It’s hard to get in the Christmas spirit when life is so busy at the end of the year. But when something happens to remind me of the meaning of Christmas, I get that warm and grateful feeling, the gift of perspective.
My transformative moment happened this season when I saw the Haywood Street Fresco, in Asheville North Carolina. The benefit which unveiled this plaster and pigment mural, painted by Christopher Holt, was accompanied by music played by the Steep Canyon Rangers. This was the fresco’s debut, just in time for Christmas.
The Haywood Street Fresco resides in a Central Methodist Church, a sturdy brick building downtown which looks west at the Blue Ridge Mountains. It is twenty-eight-foot-wide by eleven feet tall covering the entire central wall of the sanctuary. Most of the people in the painting are local to the neighborhood. And they are homeless. The church and the Fresco’s message to them is, “you matter.” This Fresco seeks to “affirm sacred worth, restore human dignity and sabotage the shame of poverty.”

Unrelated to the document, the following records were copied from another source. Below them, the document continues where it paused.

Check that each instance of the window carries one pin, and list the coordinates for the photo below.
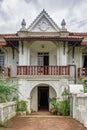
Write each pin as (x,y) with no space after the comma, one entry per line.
(43,59)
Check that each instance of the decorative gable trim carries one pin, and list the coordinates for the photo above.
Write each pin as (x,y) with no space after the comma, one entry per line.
(45,14)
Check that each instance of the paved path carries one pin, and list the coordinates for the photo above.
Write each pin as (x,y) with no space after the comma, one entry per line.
(43,123)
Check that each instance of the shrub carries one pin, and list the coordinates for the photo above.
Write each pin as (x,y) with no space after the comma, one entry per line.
(21,106)
(7,90)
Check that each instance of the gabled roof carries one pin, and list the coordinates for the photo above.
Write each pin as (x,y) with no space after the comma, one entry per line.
(48,19)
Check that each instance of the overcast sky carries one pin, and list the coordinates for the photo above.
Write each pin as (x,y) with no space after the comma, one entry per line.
(13,11)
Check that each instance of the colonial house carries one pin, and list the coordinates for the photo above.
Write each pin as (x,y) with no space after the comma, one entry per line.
(44,59)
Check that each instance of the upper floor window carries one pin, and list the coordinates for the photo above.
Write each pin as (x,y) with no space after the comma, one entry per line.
(43,59)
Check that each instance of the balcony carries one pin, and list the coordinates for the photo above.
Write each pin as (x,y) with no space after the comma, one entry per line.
(82,72)
(43,70)
(4,72)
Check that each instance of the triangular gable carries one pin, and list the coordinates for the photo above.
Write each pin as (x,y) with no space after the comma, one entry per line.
(43,23)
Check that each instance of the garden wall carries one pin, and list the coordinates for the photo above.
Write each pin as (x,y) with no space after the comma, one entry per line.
(7,110)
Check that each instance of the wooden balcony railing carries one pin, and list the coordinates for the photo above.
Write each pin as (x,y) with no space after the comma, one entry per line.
(82,72)
(4,72)
(43,70)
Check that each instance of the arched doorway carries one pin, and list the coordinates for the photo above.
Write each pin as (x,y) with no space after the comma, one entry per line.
(39,97)
(43,96)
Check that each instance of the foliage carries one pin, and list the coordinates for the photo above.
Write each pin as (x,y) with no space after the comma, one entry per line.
(7,90)
(55,104)
(21,106)
(85,84)
(61,107)
(3,123)
(64,107)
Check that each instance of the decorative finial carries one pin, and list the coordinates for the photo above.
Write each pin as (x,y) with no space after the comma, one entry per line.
(63,24)
(23,24)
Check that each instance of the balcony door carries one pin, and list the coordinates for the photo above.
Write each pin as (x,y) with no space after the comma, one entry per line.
(43,62)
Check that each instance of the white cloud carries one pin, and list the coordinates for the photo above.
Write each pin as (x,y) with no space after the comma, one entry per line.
(13,11)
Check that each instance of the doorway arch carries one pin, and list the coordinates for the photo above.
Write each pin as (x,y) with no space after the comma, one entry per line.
(40,95)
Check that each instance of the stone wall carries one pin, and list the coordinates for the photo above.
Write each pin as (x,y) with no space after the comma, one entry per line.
(7,110)
(80,108)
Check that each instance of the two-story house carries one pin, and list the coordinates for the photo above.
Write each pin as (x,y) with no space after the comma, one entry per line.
(43,59)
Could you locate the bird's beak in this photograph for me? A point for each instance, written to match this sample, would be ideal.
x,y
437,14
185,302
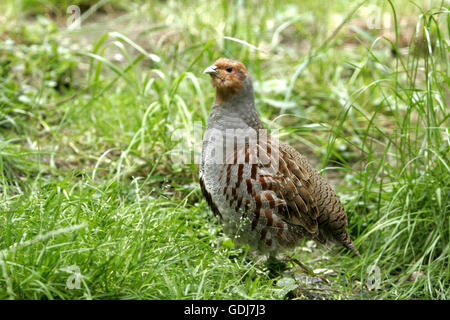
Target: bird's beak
x,y
211,70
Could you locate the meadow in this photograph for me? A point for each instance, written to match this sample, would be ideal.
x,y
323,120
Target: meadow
x,y
94,205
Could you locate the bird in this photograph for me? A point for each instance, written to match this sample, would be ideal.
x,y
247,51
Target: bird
x,y
265,193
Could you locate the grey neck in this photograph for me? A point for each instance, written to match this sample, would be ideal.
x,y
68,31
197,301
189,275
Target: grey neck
x,y
238,112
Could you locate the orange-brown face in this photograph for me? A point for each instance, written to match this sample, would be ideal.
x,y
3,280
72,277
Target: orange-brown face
x,y
228,77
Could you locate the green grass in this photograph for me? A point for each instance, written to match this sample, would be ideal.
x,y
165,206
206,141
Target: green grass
x,y
87,119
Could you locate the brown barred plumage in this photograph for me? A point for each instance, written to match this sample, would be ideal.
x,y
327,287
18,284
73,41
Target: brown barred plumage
x,y
276,201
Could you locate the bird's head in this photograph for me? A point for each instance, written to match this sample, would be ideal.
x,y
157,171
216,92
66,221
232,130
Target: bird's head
x,y
228,76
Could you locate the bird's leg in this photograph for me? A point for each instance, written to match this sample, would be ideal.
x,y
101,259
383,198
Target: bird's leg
x,y
308,270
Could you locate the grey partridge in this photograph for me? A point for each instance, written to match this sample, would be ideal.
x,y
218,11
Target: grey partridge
x,y
265,193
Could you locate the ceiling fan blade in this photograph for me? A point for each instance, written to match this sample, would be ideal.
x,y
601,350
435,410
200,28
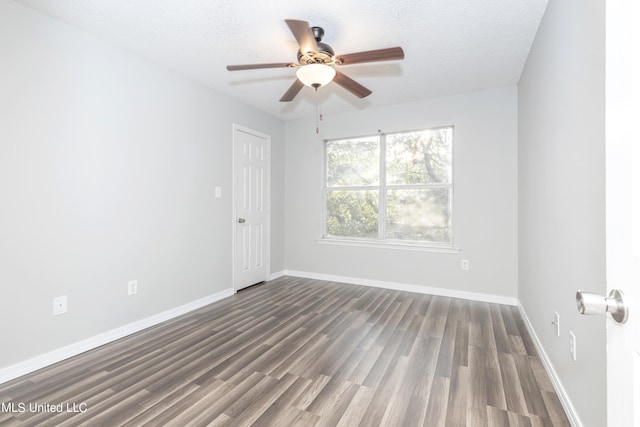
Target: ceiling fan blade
x,y
292,91
303,34
388,54
351,85
257,66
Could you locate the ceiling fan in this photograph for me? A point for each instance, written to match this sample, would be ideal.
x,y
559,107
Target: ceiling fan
x,y
316,61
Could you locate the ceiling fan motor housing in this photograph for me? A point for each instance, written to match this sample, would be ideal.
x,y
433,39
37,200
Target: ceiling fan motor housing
x,y
324,54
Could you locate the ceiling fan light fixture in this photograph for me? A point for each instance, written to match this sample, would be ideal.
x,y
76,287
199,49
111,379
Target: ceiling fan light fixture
x,y
315,75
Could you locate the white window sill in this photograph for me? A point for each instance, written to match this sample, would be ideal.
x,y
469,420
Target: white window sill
x,y
420,247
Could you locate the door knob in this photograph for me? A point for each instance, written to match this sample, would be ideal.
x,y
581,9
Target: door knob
x,y
592,303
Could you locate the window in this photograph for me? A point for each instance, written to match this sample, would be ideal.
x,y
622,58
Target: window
x,y
390,188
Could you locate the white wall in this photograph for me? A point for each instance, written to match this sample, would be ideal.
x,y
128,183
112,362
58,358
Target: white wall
x,y
485,195
107,172
561,194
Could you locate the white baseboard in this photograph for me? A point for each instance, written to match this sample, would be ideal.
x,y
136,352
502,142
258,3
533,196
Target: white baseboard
x,y
55,356
276,275
555,380
474,296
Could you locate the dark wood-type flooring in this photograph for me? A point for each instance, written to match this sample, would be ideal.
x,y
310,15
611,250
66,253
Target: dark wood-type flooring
x,y
299,352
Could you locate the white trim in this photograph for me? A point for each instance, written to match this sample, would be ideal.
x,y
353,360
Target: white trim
x,y
276,275
473,296
555,380
58,355
387,244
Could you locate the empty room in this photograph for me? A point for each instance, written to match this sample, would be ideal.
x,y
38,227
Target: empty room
x,y
411,213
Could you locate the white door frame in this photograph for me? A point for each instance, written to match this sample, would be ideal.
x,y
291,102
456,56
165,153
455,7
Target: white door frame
x,y
623,341
239,128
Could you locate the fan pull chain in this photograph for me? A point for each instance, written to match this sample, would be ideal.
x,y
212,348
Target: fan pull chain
x,y
317,115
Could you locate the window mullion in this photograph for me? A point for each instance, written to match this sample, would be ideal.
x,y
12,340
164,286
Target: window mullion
x,y
382,195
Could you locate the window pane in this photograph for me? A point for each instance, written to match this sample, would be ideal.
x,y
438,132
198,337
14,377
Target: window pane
x,y
422,157
422,215
352,214
353,162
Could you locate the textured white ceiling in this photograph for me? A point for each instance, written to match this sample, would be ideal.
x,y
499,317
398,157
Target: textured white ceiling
x,y
451,46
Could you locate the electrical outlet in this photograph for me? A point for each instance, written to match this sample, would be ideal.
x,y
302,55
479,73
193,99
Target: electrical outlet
x,y
132,287
556,323
572,346
59,305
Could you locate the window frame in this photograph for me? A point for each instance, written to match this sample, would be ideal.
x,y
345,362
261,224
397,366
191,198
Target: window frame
x,y
382,189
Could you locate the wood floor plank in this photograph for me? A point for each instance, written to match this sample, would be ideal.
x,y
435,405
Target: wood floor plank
x,y
304,353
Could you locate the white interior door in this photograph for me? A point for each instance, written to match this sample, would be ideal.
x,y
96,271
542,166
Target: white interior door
x,y
251,207
623,208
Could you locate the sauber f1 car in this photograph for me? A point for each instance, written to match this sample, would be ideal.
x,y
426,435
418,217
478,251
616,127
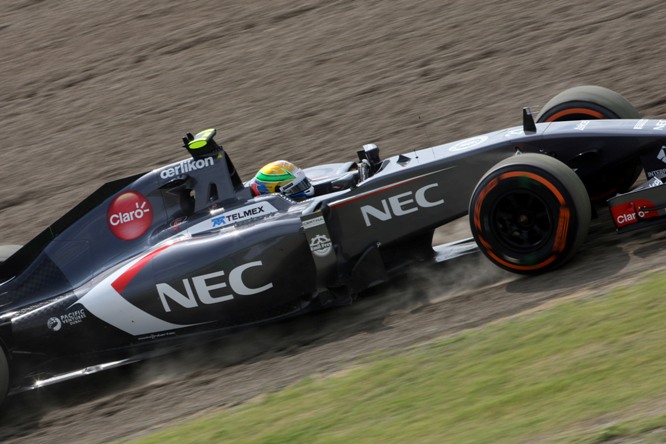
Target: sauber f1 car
x,y
148,261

Haywood Street’s pastor, Brian Combs reminds us that the poor, the homeless, the people not like us, “could be all of us.” The Fresco gives these people a voice. Poverty makes them invisible, the Fresco makes them immortal. Lead by Christopher Holt, the Fresco was painted by a team of artists who created a community around their work. And the Haywood Street Welcome Table provides a place where people who would not normally come together, break bread together.
At the music celebration of the Fresco, we tapped our feet and clapped our hands together, too. With a guitar, a banjo, a mandolin, a fiddle and a bass the Steep Canyon Rangers harmony embodied the spirit of Haywood Street Church, the Fresco, and Christmas.